A driverless freight train has exploded into a giant fireball in the middle of a small Quebec town, with one dead and an unknown number of people missing. Canadian officials fear some wagons remain at risk of exploding.
The disaster occurred shortly after 1 a.m. (0500 GMT), when the 73-car runaway train carrying petrochemicals came off the rails after speeding into Lac-Megantic, a town of about 6,000 people near the US border. Four of the pressurized tank cars caught fire and blew up in a fireball.
"We're not sure what happened, but the engineer did everything by the book," Joseph R. McGonigle, vice president of marketing for the train firm Montreal, Maine & Atlantic, told the news agency Reuters. "He had parked the train and was waiting for his relief. ... Somehow, the train got released."
An aerial photograph showed widespread devastation in the town center. Fire officials suspected that some of the remaining tanks could still be pressurized.
Residents told reporters they had heard five or six large blasts. Nearly 12 hours after the derailment, one rail car remained on fire.
"There appears to be extensive damage in buildings, but we haven't got full report yet of injuries," McGonigle told Reuters. "But we understand that there likely are some."
According to officials, the initial blast and subsequent fire destroyed about 30 buildings in the town center. Police imposed a half-mile security zone around the blast and evacuated about 1,000 people from their homes.
Officials said they had asked for help from US fire services, with at least some responding from the state of Maine, just across the border. About 20 fire engines fought the blaze.
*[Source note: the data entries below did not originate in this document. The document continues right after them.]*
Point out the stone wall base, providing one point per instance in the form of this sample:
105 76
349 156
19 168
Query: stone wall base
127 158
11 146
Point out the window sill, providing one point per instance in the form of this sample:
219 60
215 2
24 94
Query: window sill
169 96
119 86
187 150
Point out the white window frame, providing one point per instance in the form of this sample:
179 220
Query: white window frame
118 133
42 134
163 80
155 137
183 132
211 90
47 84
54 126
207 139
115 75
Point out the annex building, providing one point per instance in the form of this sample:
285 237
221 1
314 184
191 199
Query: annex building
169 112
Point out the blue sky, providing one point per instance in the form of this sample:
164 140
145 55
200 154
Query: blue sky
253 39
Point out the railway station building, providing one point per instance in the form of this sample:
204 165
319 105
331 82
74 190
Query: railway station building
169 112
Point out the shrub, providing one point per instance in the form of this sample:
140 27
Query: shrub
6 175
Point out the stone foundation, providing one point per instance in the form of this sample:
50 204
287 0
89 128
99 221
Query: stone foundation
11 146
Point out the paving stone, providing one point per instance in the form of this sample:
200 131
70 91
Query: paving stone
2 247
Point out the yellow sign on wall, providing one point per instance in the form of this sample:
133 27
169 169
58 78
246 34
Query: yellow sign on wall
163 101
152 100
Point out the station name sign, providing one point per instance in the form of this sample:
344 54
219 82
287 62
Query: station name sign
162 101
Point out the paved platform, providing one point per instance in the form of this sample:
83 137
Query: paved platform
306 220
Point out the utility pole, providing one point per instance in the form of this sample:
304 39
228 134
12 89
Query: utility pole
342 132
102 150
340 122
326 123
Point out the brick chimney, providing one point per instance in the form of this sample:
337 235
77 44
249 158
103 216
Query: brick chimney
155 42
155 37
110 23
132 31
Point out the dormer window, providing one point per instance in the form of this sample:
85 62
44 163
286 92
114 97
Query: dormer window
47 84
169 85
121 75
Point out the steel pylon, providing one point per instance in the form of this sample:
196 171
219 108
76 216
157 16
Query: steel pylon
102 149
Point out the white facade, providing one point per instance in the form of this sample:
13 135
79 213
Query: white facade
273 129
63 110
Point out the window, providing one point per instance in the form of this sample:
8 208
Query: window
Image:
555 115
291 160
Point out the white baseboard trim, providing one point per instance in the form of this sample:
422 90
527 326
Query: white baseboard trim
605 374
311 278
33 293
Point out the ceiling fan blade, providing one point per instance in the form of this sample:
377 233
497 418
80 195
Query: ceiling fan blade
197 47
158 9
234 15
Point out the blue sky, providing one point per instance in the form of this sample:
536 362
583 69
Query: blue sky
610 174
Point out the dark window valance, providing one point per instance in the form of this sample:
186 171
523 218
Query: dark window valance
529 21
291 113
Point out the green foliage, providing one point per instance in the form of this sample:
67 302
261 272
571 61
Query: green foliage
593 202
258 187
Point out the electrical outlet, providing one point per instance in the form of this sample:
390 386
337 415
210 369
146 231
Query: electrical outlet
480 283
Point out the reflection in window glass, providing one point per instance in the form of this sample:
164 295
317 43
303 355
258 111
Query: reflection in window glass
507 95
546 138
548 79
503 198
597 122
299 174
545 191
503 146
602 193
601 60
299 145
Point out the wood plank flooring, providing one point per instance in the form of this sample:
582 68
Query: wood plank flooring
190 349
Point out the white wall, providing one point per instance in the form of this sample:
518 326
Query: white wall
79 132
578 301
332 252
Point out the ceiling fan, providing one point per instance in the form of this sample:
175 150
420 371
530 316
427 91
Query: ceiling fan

"When you see the center of your town almost destroyed, you'll understand that we're asking ourselves how we are going to get through this event," a tearful Mayor Colette Roy-Laroche told a televised news briefing. "We can't give out any information on what's happening right now because the firemen haven't been able to get close," she said earlier in a radio broadcast.
Christian Blanchette, a spokesman for the province's Environment Ministry, said that a large but undetermined amount of fuel had also spilled into the Chaudiere River. Blanchette said that the explosions and fire had damaged at least four of the 73 cars filled with crude oil.
"Right now, there is big smoke in the air, so we have a mobile laboratory here to monitor the quality of the air," Blanchette said. "We also have a spill on the lake and the river that is concerning us. We have advised the local municipalities downstream to be careful if they take their water from the Chaudiere River."